De verzoeker dient contact op te nemen met de DVZ om de overdracht naar de verantwoordelijke lidstaat te organiseren.

De verzoeker kan ook gedwongen naar de verantwoordelijke lidstaat worden overgebracht wanneer:

  • de DVZ van oordeel is dat er een risico bestaat dat de verzoeker geen gevolg zal geven aan de beslissing en zal onderduiken; en
  • geen andere, minder dwingende maatregelen kunnen worden toegepast.

In dat geval kan de verzoeker vastgehouden worden in een welbepaalde plaats (gesloten centrum), om de overdracht naar de verantwoordelijke lidstaat toch te kunnen laten plaatsvinden.

Wanneer de verzoeker niet wordt vastgehouden, moet de overdracht binnen de 6 maanden na de aanvaarding van het verzoek tot overname gerealiseerd worden.

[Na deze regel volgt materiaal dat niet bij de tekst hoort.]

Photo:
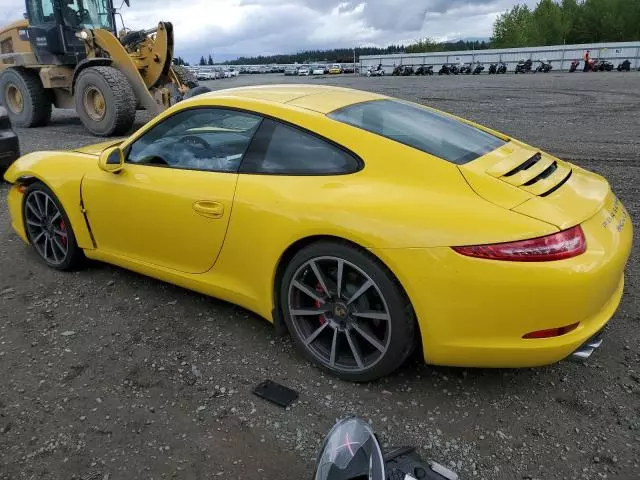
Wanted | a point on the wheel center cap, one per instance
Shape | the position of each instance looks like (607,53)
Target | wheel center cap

De termijn kan tot 12 maanden (bij vasthouding in de gevangenis) of tot 18 maanden (indien de betrokkene onderduikt) verlengd worden.

Indien België de verantwoordelijke lidstaat is voor een verzoek om internationale bescherming, dan wordt dit verzoek – na een bijkomend interview - overgedragen aan het Commissariaat-generaal voor de Vluchtelingen en de Staatlozen (CGVS).